Laser To Repair Teeth

Laser To Repair Teeth

A group of researchers in the US is said to have found a way to make a decayed tooth partially repair itself. The procedure: using a laser beam.

Decay generally starts on the tooth enamel, the strong outer coating of the tooth. Enamel is the hardest substance in the human body, so it takes some time and effort for decay to establish a cavity in enamel. Once it has been established, the cavity moves relatively slowly through the enamel and then meets the next layer of tooth, a hard but porous tissue called Dentine. Since dentine is softer and more porous than enamel, the cavity grows rapidly once it enters the underlying dentine.

Laser to repair teeth

Until now, teeth have not been able to repair themselves, since the cells that produce the enamel don’t remain on the enamel once the tooth is in the mouth, and the cells that make dentine are deep inside the tooth, in the pulp (nerve) and can only grow more dentine inside the nerve chamber.

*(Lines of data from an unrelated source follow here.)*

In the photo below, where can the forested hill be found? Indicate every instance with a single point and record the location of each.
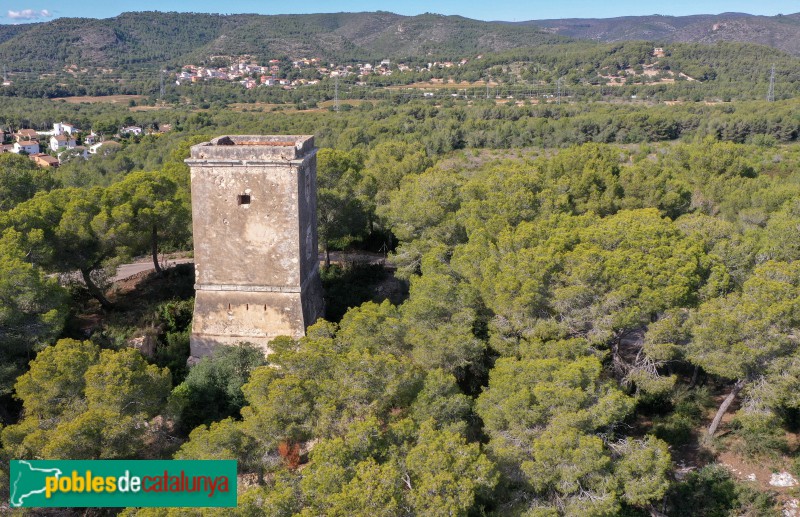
(781, 32)
(159, 39)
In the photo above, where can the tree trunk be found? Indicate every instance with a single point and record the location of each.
(95, 291)
(154, 249)
(723, 408)
(695, 374)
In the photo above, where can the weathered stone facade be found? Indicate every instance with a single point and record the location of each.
(254, 219)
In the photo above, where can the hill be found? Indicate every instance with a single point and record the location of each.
(781, 32)
(156, 39)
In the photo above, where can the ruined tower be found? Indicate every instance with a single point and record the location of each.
(254, 219)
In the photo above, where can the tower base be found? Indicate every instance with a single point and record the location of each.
(230, 316)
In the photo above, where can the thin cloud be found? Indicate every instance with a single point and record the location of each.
(29, 14)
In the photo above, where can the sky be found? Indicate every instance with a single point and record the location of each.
(26, 11)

So dentists repair cavities by drilling out the decayed and damaged enamel and dentine, and closing up the cavity with a filling material.

A Harvard University-led team of scientists performed an experiment on rats to see if they could stimulate the development of new dentine inside an artificially created cavity. First, they anaesthetised the animals and made a small hole in the dentine. Next, they used a low-power laser on the tooth for five minutes.

After 12 weeks, new dentine had been formed.  Researchers explained that the laser procedure triggered stem cells inside the tooth to regenerate the dentine tissue. Stem cells serve as an internal repair system—they divide without limit as long as the person (or animal) is still alive.

While this procedure has great potential in helping the dentine to regrow, the enamel is located too far away from the stem cells and cannot be regrown.

In 2012 a similar study conducted research on stem cell therapy for oral injuries. This latest research is another exciting development for dentistry, but may take many years until a safe clinical application is developed.